David also noticed the speed of learning increased using Tuple, which is easy to miss if you’re only focused on short-term output. When one engineer figures out a better way to use an agentic workflow, that advantage doesn’t help much if it stays in one person’s head.
“I pair way more on AI stuff with our team members. If some team member has a better idea of doing a workflow with AI, everybody wins. The speed of learning when you are just a single person is way less.” — David Paluy, former CTO
Pairing made the learning transferable, and Tuple made pairing easy enough that it actually happened.
David joined Suppli as its founding CTO in 2021, after more than 25 years writing software. He stayed active in the codebase and with his team and was regularly pulled in when a production transaction didn’t look right.
But Suppli is remote, and engineers work across six U.S. states and multiple countries. As the team grew, David ran into a gap with his existing tools: the kind of quick, high-bandwidth collaboration he was used to in person just wasn’t happening. He couldn’t easily walk through a change with a junior engineer or pull two people in to debug an incident spontaneously.
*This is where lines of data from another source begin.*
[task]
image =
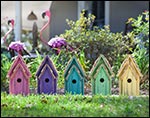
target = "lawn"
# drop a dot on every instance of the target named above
(73, 105)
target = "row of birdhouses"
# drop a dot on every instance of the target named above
(74, 75)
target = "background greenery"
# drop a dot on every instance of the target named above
(88, 43)
(73, 106)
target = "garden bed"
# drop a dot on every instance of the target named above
(73, 105)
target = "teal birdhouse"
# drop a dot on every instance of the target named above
(101, 76)
(74, 77)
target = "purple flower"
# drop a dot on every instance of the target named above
(17, 46)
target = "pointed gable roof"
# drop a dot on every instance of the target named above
(101, 60)
(46, 67)
(47, 61)
(102, 66)
(75, 62)
(129, 61)
(71, 70)
(19, 60)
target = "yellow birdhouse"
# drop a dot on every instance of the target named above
(129, 77)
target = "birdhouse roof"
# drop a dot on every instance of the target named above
(47, 67)
(19, 66)
(99, 61)
(47, 61)
(71, 70)
(75, 62)
(100, 67)
(129, 61)
(17, 61)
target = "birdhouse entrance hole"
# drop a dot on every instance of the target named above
(46, 80)
(19, 80)
(73, 81)
(129, 80)
(102, 80)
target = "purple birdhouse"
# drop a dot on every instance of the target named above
(47, 77)
(19, 76)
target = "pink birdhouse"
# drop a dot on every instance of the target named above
(19, 76)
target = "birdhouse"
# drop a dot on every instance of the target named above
(129, 77)
(101, 76)
(47, 77)
(19, 76)
(74, 77)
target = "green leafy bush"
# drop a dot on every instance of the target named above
(5, 66)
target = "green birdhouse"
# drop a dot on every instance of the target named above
(74, 77)
(101, 76)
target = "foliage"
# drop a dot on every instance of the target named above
(95, 40)
(141, 37)
(73, 106)
(33, 65)
(5, 66)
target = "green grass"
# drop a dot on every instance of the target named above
(73, 105)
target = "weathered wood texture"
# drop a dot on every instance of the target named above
(19, 76)
(74, 77)
(129, 77)
(47, 77)
(101, 76)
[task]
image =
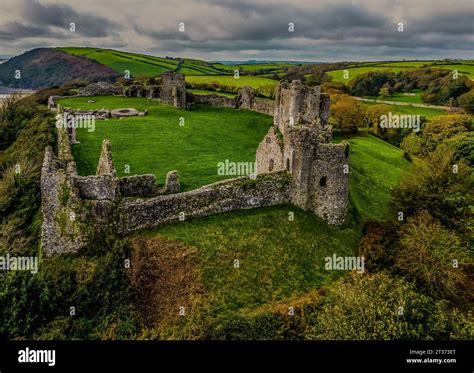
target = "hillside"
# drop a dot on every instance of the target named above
(463, 67)
(45, 67)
They tried Slack first. It worked for coordination, but not for navigating code together. “I’d say ‘type this, no, not this, go there, not that one,’” David recalls. Audio reliability was also a problem. Sometimes he’d switch to WhatsApp just to get a call that didn’t cut out. Google Meet helped in some situations, but it still didn’t feel like sitting next to someone and working through a problem together.
The tools they were using weren’t failing dramatically; instead, they were creating just enough friction that folks wouldn’t collaborate unless it was absolutely essential and even then, it wasn’t enjoyable.
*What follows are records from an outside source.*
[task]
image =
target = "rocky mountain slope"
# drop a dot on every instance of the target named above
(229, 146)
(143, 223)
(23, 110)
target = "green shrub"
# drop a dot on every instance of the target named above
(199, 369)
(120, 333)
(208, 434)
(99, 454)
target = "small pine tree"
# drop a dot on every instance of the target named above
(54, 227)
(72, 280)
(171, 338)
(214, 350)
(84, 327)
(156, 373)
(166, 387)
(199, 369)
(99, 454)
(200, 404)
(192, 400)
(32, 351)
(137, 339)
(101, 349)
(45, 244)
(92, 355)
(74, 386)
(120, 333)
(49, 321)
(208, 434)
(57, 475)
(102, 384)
David wanted something that made informal pairing feel normal again, like it is when working together in-person. David had heard of Tuple years earlier, so on a whim, he gave it a shot with a few engineers. Tuple quickly spread across the entire team.
“It’s a must-have tool for any engineering team that doesn’t sit in the same room together. You can’t really pair with anything else. Nothing provides the same quality.” — David Paluy, former CTO
Today, Tuple is the default for collaborative work. Whether the team is debugging incidents, reviewing pull requests, talking through architecture decisions, or walking through unfamiliar parts of the codebase, the team chooses Tuple over everything else.
The only real hurdle was getting people to stop reaching for the tool they were used to. Once the team had a few successful sessions with crisp audio and clear and snappy screen share, Tuple became the thing everyone reached for first.